Multi-Modal LLM Models

Kdeps enables seamless interaction with multi-modal LLM models such as llava and llama3.2-vision. For a comprehensive list of supported multi-modal LLM models, refer to the Ollama Vision models page.

Adding an LLM Model

Before using an LLM model, you need to include it in the workflow.pkl file. For example:

apl
models {
    "llama3.3"
    "llama3.2-vision"
}

Interacting with an LLM Model

To interact with a model, you'll need to provide a prompt and a file. Below is an example of an LLM Resource that utilizes the llama3.2-vision model with a file uploaded via the API:

apl
actionID = "llamaVision"
chat {
  model = "llama3.2-vision"
  prompt = "Describe this image"
  JSONResponse = true
  JSONResponseKeys = {
    "description_text"
    "style_text"
    "category_text"
  }
  files {
    "@(request.files()[0])" // Uses the first uploaded file
  }
}

Using Processed Image Data

Once the image is processed, you can leverage its output in your resources. For example:

apl
local jsonPath = "@(llm.file("llamaVision"))"
local JSONData = "@(read?("\(jsonPath)")?.text)"

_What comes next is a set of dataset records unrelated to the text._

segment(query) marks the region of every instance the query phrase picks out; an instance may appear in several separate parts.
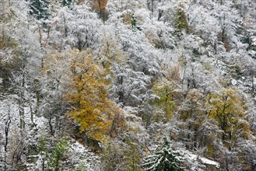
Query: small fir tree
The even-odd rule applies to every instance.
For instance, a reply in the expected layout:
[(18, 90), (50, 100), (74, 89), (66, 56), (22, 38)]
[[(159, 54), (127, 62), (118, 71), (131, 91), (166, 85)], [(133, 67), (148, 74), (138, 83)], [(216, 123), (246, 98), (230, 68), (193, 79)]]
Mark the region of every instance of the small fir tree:
[(48, 0), (30, 0), (30, 15), (37, 19), (47, 19), (50, 16), (50, 2)]
[(142, 167), (149, 171), (183, 171), (181, 155), (170, 148), (170, 142), (164, 138), (163, 143), (154, 154), (143, 159)]

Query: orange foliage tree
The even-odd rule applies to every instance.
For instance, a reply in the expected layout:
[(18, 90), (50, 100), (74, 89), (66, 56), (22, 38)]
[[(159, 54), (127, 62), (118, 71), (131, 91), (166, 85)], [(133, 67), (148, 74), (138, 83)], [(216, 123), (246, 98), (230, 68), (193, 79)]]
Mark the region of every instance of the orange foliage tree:
[(121, 110), (107, 97), (108, 81), (100, 66), (93, 62), (89, 51), (73, 51), (70, 54), (69, 80), (65, 99), (73, 110), (68, 112), (88, 137), (103, 141), (124, 126)]

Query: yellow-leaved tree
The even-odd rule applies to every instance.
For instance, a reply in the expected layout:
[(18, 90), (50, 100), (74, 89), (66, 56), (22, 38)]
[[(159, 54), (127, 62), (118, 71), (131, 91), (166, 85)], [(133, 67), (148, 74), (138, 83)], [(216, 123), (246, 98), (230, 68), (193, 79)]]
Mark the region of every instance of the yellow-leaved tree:
[(224, 144), (231, 148), (237, 136), (248, 138), (250, 127), (245, 118), (242, 96), (237, 90), (229, 89), (212, 92), (205, 99), (209, 117), (218, 122)]
[(72, 51), (68, 56), (69, 80), (65, 99), (72, 106), (68, 113), (91, 139), (103, 141), (124, 126), (123, 114), (108, 99), (106, 73), (94, 63), (89, 50)]

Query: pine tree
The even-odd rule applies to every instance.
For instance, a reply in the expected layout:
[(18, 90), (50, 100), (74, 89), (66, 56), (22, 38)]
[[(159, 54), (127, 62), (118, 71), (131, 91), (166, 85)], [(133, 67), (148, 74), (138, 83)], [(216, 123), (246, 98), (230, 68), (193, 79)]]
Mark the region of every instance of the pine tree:
[(70, 6), (72, 3), (72, 0), (63, 0), (62, 5), (63, 6)]
[(49, 0), (30, 0), (30, 14), (37, 19), (47, 19), (50, 16)]
[(143, 159), (142, 167), (149, 171), (183, 171), (181, 155), (170, 148), (170, 142), (164, 138), (163, 143), (154, 154)]

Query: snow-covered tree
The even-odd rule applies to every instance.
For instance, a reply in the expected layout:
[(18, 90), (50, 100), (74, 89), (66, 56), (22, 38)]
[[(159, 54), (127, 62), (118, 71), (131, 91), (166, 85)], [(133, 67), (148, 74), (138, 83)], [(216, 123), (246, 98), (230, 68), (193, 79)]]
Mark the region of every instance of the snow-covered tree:
[(142, 167), (150, 171), (182, 171), (183, 160), (178, 152), (171, 149), (170, 142), (164, 138), (163, 144), (153, 154), (143, 159)]

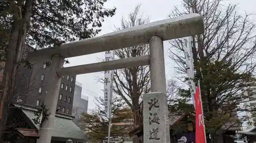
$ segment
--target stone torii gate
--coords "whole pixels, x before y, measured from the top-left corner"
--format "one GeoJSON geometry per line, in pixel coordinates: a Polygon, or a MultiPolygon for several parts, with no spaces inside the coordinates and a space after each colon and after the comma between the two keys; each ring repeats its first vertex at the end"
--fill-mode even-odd
{"type": "Polygon", "coordinates": [[[163,41],[202,34],[204,29],[203,17],[197,14],[191,14],[29,53],[27,59],[31,63],[52,62],[48,77],[51,82],[47,86],[48,92],[44,101],[51,115],[43,123],[37,142],[51,142],[58,89],[62,76],[144,65],[150,66],[152,93],[143,96],[144,142],[169,142],[163,41]],[[63,67],[65,58],[145,44],[150,45],[150,55],[63,67]]]}

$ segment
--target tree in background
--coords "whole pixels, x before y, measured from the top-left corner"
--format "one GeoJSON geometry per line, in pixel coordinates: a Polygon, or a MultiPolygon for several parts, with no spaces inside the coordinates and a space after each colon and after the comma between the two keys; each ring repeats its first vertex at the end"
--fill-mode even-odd
{"type": "MultiPolygon", "coordinates": [[[[223,129],[225,123],[234,119],[232,116],[246,109],[238,105],[251,96],[245,93],[255,85],[255,24],[249,15],[238,13],[237,5],[223,3],[222,0],[183,0],[183,7],[176,7],[170,16],[196,13],[204,18],[205,32],[193,36],[191,56],[195,81],[200,80],[206,130],[210,133],[211,142],[222,142],[217,140],[219,135],[241,123],[236,118],[231,122],[233,124],[223,129]]],[[[186,66],[181,40],[170,43],[169,57],[177,64],[177,71],[183,76],[186,66]]],[[[187,81],[182,76],[178,78],[187,81]]],[[[190,98],[188,91],[180,92],[181,96],[190,98]]]]}
{"type": "MultiPolygon", "coordinates": [[[[123,141],[123,137],[127,135],[131,126],[118,126],[114,123],[125,122],[133,118],[133,114],[130,108],[124,107],[125,103],[120,98],[115,96],[112,105],[112,125],[111,129],[111,139],[119,138],[123,141]]],[[[98,100],[98,104],[96,110],[90,113],[83,113],[81,121],[85,124],[85,131],[89,136],[90,142],[102,143],[108,139],[109,118],[105,114],[103,99],[98,100]]]]}
{"type": "MultiPolygon", "coordinates": [[[[128,15],[128,19],[121,20],[120,30],[135,26],[149,22],[148,18],[139,15],[140,5],[128,15]]],[[[115,50],[118,59],[125,59],[148,54],[148,45],[142,45],[115,50]]],[[[150,91],[150,73],[148,66],[136,66],[116,70],[114,72],[114,93],[119,95],[128,105],[133,113],[135,126],[143,123],[142,102],[141,95],[150,91]]],[[[142,138],[134,139],[134,142],[143,142],[142,138]]]]}
{"type": "Polygon", "coordinates": [[[4,42],[0,45],[3,53],[1,59],[6,64],[0,88],[0,140],[3,139],[17,67],[27,63],[22,57],[24,44],[41,48],[95,36],[100,31],[103,18],[115,13],[116,9],[103,8],[106,1],[1,2],[0,36],[5,38],[1,39],[4,42]]]}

local imageDescription = "@(document.JSONParser(JSONData)?.description_text)"
local imageStyle = "@(document.JSONParser(JSONData)?.style_text)"
local imageCategory = "@(document.JSONParser(JSONData)?.category_text)"

This example demonstrates how to extract key details like description, style, and category from the processed image data for further use in your workflow.